The vast salt lake of Pangong Tso comes into Ladakh like a bay from the sea, like a fiord in northern Norway, and it is a wonder to come down to this lake at 4300 meters to hear the waves roll onto the beaches. It gives a most unreal impression, and the fact that (like all the great Tibetan lakes) it has no outlet, and the salt in the air, enhances the illusion of the sea. At the same time mountains of 6500 meters soar above the lake, which gives the landscape a wildly romantic aspect, like something of the final port of Gandalf's and Frodo's leave of Eriador. We were lucky to have some sunshine when we reached it late in the afternoon, but the following morning it was raining again. As travelling companions on this escursion I had five young merry Italians from Florence.


Back in Leh, the damages of the incessant rains continue. There was supposed to have been some dancing and singing today for the Indian Independence Day by Ladakhi folklore choirs in the Polo ground, but it looks like they will have to do it in the rain.
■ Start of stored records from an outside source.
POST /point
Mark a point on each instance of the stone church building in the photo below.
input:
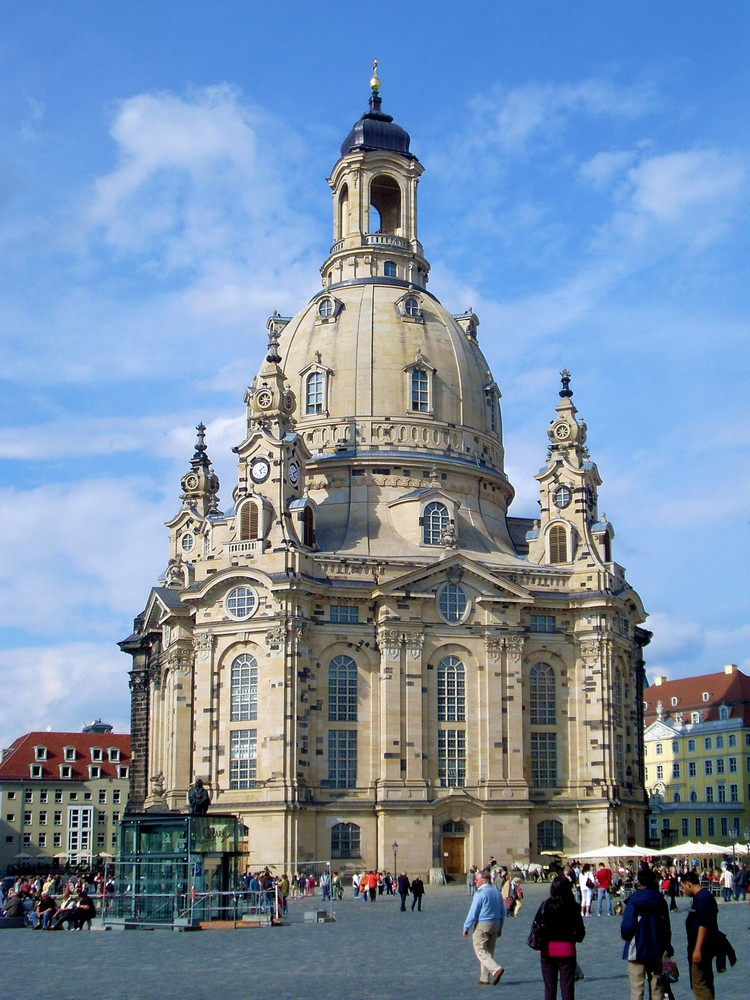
(362, 647)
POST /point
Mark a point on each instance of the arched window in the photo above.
(345, 840)
(549, 836)
(344, 211)
(244, 689)
(420, 390)
(342, 689)
(385, 200)
(314, 393)
(617, 696)
(558, 544)
(451, 690)
(308, 528)
(542, 695)
(452, 603)
(435, 522)
(248, 520)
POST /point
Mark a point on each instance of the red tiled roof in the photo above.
(732, 690)
(21, 755)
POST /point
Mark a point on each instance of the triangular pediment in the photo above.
(659, 731)
(163, 603)
(427, 578)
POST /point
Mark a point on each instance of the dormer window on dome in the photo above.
(410, 307)
(419, 385)
(329, 308)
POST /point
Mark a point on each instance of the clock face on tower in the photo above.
(260, 470)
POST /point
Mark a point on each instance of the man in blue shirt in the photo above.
(702, 929)
(485, 919)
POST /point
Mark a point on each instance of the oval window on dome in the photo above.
(241, 602)
(453, 604)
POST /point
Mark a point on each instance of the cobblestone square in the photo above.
(372, 951)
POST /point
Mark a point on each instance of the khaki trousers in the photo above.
(702, 979)
(484, 938)
(637, 972)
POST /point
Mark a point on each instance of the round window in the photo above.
(562, 496)
(241, 602)
(453, 603)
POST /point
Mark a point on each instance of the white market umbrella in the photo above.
(616, 851)
(692, 849)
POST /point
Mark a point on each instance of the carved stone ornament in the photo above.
(414, 644)
(590, 653)
(275, 636)
(203, 642)
(514, 645)
(494, 645)
(449, 538)
(180, 662)
(138, 680)
(157, 785)
(389, 641)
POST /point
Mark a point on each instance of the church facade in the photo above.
(364, 650)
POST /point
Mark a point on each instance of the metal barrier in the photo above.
(176, 893)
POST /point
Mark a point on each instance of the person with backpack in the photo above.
(647, 932)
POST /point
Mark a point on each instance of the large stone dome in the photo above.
(367, 350)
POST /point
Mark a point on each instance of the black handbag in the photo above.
(535, 939)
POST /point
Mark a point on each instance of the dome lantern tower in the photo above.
(374, 187)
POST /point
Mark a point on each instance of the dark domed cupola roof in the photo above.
(376, 130)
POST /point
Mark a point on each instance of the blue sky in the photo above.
(162, 191)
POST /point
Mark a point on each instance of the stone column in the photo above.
(391, 707)
(513, 703)
(414, 749)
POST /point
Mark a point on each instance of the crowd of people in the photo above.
(52, 902)
(559, 927)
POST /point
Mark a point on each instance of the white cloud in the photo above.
(676, 185)
(604, 167)
(80, 556)
(63, 686)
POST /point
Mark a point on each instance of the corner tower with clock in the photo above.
(272, 509)
(367, 647)
(569, 530)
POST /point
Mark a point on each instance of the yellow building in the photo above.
(697, 758)
(364, 648)
(62, 796)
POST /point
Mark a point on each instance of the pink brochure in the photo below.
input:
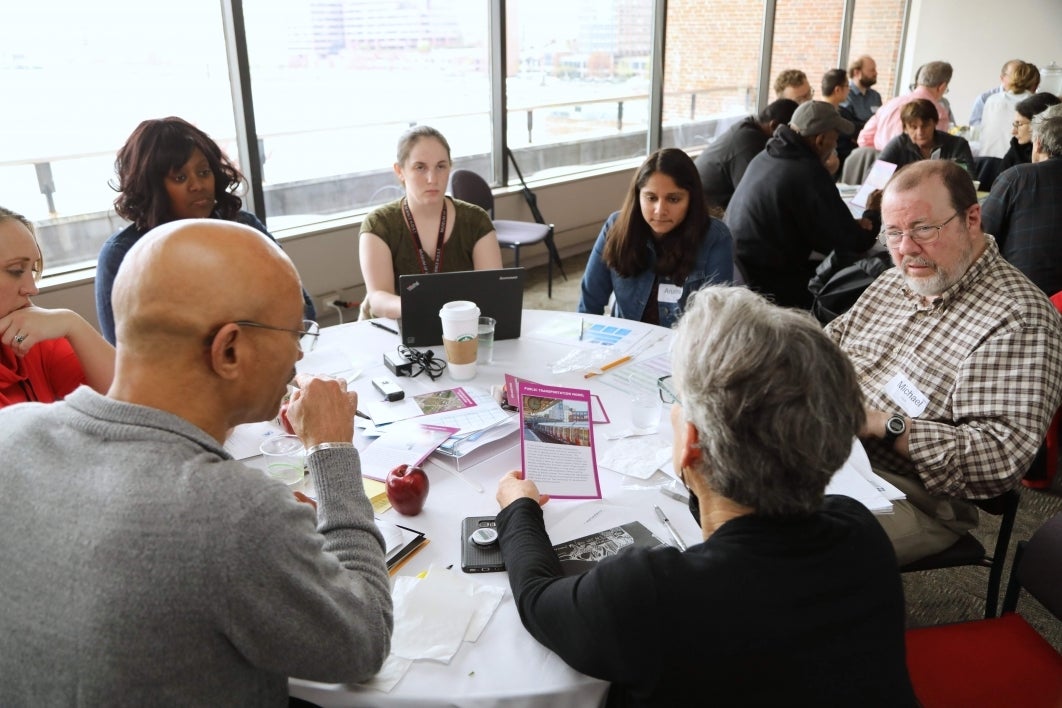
(598, 414)
(557, 445)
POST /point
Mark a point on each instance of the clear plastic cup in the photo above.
(285, 459)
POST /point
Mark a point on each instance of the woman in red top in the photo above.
(44, 354)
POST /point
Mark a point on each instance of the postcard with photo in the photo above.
(557, 443)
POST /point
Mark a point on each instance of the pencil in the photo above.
(612, 364)
(383, 327)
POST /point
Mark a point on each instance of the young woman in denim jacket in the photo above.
(660, 247)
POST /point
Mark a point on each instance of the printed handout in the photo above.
(558, 441)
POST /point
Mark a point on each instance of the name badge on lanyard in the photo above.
(668, 293)
(906, 395)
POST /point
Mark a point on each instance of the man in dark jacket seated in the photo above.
(793, 598)
(787, 206)
(723, 162)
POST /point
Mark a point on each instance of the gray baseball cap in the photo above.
(817, 117)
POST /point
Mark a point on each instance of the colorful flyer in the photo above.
(558, 441)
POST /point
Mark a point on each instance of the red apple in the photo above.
(407, 489)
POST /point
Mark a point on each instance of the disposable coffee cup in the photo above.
(460, 321)
(485, 355)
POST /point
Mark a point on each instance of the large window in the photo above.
(337, 83)
(711, 68)
(876, 26)
(578, 82)
(807, 36)
(333, 83)
(78, 78)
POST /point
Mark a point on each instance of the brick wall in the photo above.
(713, 49)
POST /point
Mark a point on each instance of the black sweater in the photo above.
(766, 612)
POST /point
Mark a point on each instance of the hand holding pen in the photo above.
(667, 524)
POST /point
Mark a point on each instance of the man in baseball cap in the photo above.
(787, 206)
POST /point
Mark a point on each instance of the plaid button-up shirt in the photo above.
(988, 355)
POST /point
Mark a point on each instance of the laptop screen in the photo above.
(498, 294)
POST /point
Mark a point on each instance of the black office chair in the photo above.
(467, 186)
(969, 551)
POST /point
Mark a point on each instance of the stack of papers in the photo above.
(856, 479)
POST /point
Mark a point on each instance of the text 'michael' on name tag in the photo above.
(906, 395)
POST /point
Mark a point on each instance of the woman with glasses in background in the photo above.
(792, 594)
(921, 139)
(996, 119)
(1021, 142)
(660, 247)
(425, 230)
(168, 170)
(45, 355)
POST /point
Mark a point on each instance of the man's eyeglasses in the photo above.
(307, 335)
(921, 235)
(666, 391)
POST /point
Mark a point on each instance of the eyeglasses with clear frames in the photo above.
(921, 235)
(666, 391)
(307, 335)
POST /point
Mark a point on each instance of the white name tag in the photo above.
(906, 395)
(668, 293)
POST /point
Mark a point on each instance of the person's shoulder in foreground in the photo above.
(787, 583)
(199, 580)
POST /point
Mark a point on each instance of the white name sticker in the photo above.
(669, 292)
(906, 395)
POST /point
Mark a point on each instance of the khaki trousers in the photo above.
(924, 524)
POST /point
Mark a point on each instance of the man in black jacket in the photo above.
(723, 162)
(787, 207)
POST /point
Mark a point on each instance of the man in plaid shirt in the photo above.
(959, 357)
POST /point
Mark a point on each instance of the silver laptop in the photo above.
(499, 294)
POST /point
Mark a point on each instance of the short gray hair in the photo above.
(935, 73)
(1047, 133)
(775, 402)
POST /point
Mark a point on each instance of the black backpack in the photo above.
(837, 286)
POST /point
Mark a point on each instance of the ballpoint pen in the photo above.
(670, 529)
(383, 327)
(612, 364)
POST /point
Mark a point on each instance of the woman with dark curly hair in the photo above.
(168, 170)
(660, 247)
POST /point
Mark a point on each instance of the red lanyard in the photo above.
(423, 257)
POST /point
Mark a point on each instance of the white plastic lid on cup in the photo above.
(285, 459)
(460, 317)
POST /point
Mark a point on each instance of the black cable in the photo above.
(424, 361)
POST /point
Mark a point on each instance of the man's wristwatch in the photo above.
(894, 427)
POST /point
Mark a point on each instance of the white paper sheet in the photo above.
(431, 615)
(635, 456)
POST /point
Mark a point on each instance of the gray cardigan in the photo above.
(142, 566)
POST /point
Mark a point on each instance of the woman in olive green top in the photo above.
(425, 231)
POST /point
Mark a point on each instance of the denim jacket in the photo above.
(715, 264)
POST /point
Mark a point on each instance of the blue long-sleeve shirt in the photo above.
(714, 264)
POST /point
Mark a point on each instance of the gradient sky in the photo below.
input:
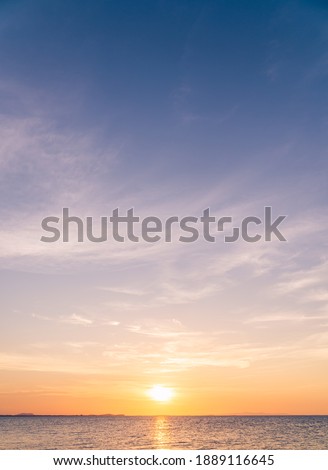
(170, 107)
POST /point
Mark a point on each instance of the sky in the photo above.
(167, 107)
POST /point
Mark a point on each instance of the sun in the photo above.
(161, 393)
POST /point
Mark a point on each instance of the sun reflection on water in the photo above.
(162, 432)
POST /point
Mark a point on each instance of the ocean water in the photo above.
(164, 432)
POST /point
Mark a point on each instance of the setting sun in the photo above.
(160, 393)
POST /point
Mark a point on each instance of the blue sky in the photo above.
(168, 107)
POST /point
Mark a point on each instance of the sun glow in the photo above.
(161, 393)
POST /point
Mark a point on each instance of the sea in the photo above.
(163, 432)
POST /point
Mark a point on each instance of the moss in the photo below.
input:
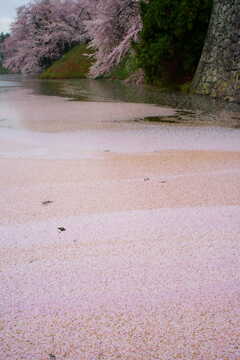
(74, 64)
(186, 87)
(127, 67)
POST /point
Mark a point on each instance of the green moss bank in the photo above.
(74, 64)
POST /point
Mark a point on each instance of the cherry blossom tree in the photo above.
(113, 26)
(42, 32)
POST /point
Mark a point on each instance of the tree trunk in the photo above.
(218, 72)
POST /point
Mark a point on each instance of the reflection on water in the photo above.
(192, 109)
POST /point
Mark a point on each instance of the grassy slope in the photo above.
(74, 64)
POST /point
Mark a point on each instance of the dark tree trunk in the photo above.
(218, 72)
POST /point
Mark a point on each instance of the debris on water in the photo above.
(61, 228)
(52, 356)
(47, 202)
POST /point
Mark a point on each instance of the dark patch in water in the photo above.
(162, 119)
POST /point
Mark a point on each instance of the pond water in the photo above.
(191, 109)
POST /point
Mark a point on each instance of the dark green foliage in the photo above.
(172, 38)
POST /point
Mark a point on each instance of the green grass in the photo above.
(126, 68)
(74, 64)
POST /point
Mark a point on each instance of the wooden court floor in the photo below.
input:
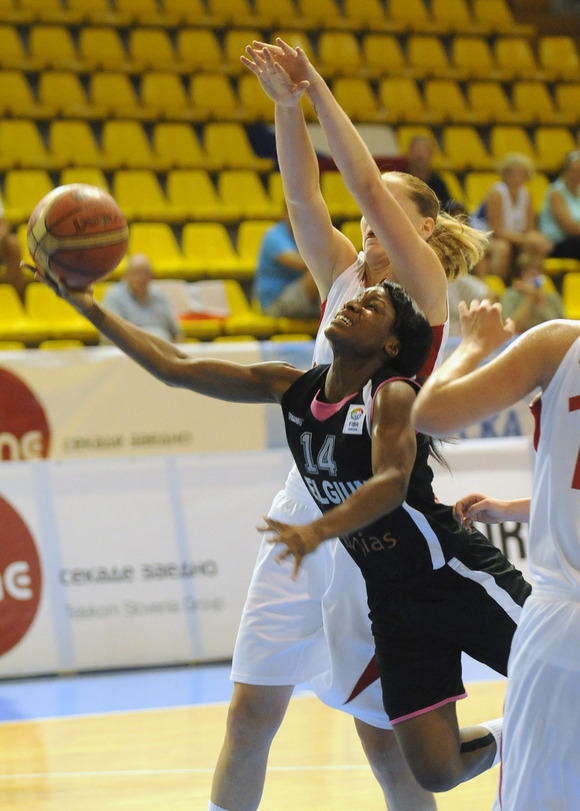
(164, 759)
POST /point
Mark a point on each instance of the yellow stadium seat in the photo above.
(53, 46)
(159, 243)
(403, 102)
(454, 15)
(427, 56)
(213, 96)
(22, 146)
(98, 12)
(341, 204)
(227, 146)
(412, 15)
(552, 145)
(199, 49)
(62, 94)
(151, 49)
(73, 143)
(503, 139)
(163, 95)
(23, 189)
(320, 15)
(56, 316)
(464, 149)
(140, 195)
(473, 58)
(382, 53)
(243, 190)
(255, 105)
(533, 99)
(571, 294)
(102, 48)
(477, 185)
(125, 146)
(243, 319)
(84, 174)
(339, 54)
(366, 15)
(210, 252)
(15, 323)
(185, 12)
(497, 17)
(13, 53)
(16, 96)
(357, 98)
(490, 102)
(227, 13)
(249, 241)
(138, 12)
(567, 96)
(406, 133)
(114, 93)
(446, 96)
(515, 57)
(558, 56)
(192, 195)
(176, 145)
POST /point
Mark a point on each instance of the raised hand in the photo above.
(482, 324)
(275, 80)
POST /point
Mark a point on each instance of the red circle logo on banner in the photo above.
(24, 430)
(20, 578)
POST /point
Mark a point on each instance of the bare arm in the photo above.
(486, 510)
(459, 393)
(414, 263)
(393, 454)
(224, 380)
(325, 250)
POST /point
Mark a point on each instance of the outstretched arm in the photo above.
(459, 394)
(224, 380)
(414, 263)
(486, 510)
(325, 249)
(393, 454)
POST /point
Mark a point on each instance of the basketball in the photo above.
(77, 234)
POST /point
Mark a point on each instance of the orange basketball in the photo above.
(78, 234)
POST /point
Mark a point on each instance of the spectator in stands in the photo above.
(560, 215)
(11, 272)
(283, 284)
(419, 163)
(139, 302)
(531, 298)
(508, 212)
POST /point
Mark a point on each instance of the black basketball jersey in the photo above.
(331, 445)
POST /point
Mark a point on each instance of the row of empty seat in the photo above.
(191, 50)
(44, 317)
(226, 145)
(439, 16)
(208, 96)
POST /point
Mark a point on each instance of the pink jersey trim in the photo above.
(427, 709)
(323, 411)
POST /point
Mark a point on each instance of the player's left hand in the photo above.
(299, 540)
(482, 324)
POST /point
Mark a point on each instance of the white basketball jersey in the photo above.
(554, 536)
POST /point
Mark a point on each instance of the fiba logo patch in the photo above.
(24, 430)
(20, 578)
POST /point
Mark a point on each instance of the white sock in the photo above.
(495, 727)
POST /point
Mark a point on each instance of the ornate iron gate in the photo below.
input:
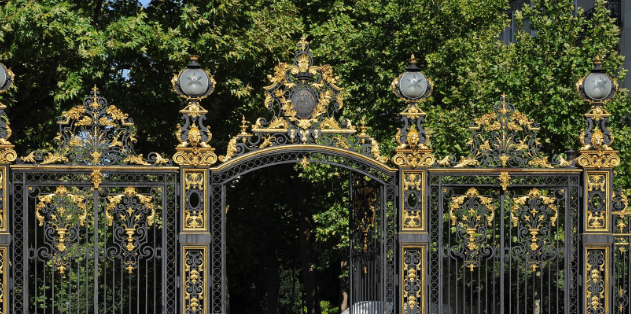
(107, 247)
(93, 227)
(93, 235)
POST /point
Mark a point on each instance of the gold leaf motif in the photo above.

The damages are unsurveyable. Practically all Ladakh is a disaster area, in Leh, the capital, two important roads with bridges have been completely washed away in the very centre, but the worst is the problem with the roofs. The Ladakhi homes are built of clay with stamped flat roofs, mainly used to dry fruits on, they can take rains but only to a limited scale. With rains ten times worse than ever, people are forced to put tarpaulins across their roofs each time it's raining not to have the dissolved clay come into their houses.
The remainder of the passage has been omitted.